Inaccuracies in the Cave Article

The article by George Cave, "Why the Secret 1986 U.S.-Iran 'Arms for Hostages' Negotiations Failed," contains several inaccuracies. The "strategic opening" to Iran was orchestrated by Israel, hence the need to include Amiran Nir and Albert Hakim, and give them American passports. The inclusion of Gen. Richard Secord shows that arms were the primary consideration from the beginning, as the general was in that business in Laos and Afghanistan (he also dealt with Razak Afridi, part of the Pakistan organized crime syndicate). Khomeini told the truth when he said hostages were not involved in the meeting that took place.

Nov. 20, 1986, The New York Times published a story about a BBC documentary detailing the death of Cyrus Hashemi, who set up the original meetings for Ollie North. Cyrus reportedly was killed because he was an informant for the U.S. Department of Justice.

Sept. 29, 1986, The New York Times reported the execution of Mehdi Hashemi, who was not the son-in-law of Ayatollah Montazeri but rather the brother of the wife of one of Ayatollah Montazeri's sons. Mehdi Bahremani ran away and reached Canada for asylum (Dec. 22, 1986, New York Times) but sent back his $6 million bribe money to Iran in hopes of canceling his death sentence. Why doesn't Cave mention the $6 million bribes given to Mehdi Hashemi, Mehdi Bahremani, and Hojatolislam Rafsanjani?
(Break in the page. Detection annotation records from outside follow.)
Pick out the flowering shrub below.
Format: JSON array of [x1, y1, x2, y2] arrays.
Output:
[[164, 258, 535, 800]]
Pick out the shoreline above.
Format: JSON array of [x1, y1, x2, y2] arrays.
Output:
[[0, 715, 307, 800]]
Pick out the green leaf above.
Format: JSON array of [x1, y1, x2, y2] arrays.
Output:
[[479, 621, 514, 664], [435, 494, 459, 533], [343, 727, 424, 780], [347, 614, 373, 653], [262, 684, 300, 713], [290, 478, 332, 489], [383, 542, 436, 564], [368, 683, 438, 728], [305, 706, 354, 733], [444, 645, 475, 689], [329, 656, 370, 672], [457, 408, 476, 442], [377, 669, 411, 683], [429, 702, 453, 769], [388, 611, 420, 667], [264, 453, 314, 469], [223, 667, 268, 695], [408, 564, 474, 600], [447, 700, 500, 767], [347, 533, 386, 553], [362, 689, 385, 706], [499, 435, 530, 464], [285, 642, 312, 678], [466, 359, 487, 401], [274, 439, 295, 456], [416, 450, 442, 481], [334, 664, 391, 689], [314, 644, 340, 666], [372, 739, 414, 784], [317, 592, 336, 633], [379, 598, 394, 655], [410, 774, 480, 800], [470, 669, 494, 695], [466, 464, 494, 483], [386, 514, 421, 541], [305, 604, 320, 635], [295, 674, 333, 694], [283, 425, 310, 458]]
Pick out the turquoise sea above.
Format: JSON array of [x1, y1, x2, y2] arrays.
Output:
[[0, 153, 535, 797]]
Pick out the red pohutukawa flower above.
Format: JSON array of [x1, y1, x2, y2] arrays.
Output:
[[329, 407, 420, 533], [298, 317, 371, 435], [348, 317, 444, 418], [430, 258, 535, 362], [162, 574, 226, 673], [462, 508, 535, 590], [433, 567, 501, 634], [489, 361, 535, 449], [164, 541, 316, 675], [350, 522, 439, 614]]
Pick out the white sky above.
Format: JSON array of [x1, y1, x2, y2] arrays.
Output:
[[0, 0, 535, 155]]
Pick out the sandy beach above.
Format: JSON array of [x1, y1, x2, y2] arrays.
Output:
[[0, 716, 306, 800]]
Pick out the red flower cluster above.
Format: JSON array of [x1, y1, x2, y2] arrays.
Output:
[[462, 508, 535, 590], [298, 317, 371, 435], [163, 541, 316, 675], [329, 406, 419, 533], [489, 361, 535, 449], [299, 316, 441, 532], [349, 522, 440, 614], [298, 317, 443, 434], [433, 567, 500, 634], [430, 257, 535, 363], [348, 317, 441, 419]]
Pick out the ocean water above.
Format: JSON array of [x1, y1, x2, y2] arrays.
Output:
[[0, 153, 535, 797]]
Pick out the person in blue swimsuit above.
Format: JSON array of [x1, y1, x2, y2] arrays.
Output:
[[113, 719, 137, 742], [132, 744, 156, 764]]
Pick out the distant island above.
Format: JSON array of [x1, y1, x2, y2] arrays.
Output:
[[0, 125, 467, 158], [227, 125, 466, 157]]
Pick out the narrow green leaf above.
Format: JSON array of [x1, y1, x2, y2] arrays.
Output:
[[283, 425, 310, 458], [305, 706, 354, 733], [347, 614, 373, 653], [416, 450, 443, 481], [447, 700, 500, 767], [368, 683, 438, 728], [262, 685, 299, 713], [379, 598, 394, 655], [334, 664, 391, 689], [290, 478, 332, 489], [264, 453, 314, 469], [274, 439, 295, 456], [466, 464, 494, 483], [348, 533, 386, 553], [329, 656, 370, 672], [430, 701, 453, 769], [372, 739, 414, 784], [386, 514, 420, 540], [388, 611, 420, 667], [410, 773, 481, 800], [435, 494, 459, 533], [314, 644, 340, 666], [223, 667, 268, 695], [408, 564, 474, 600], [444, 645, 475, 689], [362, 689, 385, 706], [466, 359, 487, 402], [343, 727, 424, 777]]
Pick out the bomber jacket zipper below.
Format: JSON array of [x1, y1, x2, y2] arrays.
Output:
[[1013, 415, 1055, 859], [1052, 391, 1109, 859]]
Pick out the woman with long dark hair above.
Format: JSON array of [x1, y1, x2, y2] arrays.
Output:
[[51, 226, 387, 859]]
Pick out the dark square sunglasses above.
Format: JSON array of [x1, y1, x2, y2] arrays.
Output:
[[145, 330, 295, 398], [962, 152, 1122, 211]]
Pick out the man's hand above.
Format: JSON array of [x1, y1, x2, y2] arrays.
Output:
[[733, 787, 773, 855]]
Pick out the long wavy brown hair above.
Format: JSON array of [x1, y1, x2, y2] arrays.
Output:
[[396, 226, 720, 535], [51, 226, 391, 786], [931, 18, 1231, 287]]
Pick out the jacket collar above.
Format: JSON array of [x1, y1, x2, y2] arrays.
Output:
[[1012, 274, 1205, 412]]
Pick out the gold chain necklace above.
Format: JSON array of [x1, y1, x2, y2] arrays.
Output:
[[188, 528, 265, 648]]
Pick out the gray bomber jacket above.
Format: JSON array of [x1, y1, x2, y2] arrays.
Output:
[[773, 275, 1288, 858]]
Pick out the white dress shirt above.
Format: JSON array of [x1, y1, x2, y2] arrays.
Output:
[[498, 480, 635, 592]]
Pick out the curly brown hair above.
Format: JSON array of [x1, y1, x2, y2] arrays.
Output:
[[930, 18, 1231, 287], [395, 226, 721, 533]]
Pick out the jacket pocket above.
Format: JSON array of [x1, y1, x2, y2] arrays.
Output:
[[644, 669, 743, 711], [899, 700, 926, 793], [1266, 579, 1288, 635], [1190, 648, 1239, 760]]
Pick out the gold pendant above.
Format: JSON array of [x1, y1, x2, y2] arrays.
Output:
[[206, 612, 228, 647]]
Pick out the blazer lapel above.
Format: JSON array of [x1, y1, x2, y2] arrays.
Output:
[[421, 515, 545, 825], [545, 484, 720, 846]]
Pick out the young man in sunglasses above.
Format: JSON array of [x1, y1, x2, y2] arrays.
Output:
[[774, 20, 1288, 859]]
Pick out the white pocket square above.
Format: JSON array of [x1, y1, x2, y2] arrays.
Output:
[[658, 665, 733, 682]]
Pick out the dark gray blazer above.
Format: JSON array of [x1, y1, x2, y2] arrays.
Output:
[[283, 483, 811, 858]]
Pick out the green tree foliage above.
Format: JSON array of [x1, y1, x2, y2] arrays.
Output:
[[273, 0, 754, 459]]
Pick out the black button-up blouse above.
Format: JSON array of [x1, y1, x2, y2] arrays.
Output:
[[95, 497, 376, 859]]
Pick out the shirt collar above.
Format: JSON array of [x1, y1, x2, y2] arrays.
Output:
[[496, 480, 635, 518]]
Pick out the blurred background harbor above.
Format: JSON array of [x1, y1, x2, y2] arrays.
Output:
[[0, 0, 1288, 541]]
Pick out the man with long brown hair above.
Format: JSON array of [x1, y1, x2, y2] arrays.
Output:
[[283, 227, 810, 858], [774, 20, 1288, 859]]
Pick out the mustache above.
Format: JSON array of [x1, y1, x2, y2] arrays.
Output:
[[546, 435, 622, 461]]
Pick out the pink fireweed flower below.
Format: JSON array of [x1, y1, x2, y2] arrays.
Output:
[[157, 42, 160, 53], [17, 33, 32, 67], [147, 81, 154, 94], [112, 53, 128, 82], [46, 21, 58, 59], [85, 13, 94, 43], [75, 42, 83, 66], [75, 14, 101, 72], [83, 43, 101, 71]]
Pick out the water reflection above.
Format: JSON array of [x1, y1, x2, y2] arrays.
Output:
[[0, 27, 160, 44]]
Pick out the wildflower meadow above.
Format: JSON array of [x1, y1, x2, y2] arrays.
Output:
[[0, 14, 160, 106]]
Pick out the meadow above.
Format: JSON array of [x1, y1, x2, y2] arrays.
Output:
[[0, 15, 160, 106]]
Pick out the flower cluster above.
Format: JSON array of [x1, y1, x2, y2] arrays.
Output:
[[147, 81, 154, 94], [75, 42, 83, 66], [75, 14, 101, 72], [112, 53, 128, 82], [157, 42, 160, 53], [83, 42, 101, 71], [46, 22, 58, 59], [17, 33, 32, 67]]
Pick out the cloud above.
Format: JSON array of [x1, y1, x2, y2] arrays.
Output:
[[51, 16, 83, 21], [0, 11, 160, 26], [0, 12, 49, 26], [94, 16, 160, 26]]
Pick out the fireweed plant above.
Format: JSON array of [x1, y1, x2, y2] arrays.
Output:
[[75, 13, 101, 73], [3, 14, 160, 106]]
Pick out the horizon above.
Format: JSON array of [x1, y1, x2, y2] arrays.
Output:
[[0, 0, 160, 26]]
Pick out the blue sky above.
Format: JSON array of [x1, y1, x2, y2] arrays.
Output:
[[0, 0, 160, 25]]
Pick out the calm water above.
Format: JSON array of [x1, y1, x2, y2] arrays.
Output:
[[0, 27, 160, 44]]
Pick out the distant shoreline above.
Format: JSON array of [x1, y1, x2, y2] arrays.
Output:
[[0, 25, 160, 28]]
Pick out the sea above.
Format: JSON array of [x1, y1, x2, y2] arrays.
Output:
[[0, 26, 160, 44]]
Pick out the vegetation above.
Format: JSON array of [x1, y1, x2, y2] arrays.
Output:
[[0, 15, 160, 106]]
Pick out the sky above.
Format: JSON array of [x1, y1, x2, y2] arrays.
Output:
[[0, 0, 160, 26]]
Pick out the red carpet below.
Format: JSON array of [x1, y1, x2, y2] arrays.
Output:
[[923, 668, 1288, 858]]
Cave writes in your article that there was a meeting at Mainz at the end of October in which "We were told that the Ayatollah Montazeri's son-in-law, Mehdi Hashemi, was responsible." In fact, Mehdi Hashemi was already dead and Ayatollah Montazeri had been put under house arrest by Hojatolislam Rafsanjani after Montazeri had learned about the bribery and arms dealing. Montazeri would have approved of getting the arms, but he did not approve of the un-Islamic way in which they were paid for and the real reason why the Iranians involved had to be bribed.

Although Ayatollah Montazeri was under house arrest, he sent two of his most trusted men to Beirut to give the story to Hasan Sabra to publish in his magazine, Ash Shiraa. I sent you a review copy of my novel, The Hypocrites, which is more factual than some of the fiction presented in your magazine. Cave's deference for Ollie North is a tip-off that this is a spin-doctor's work.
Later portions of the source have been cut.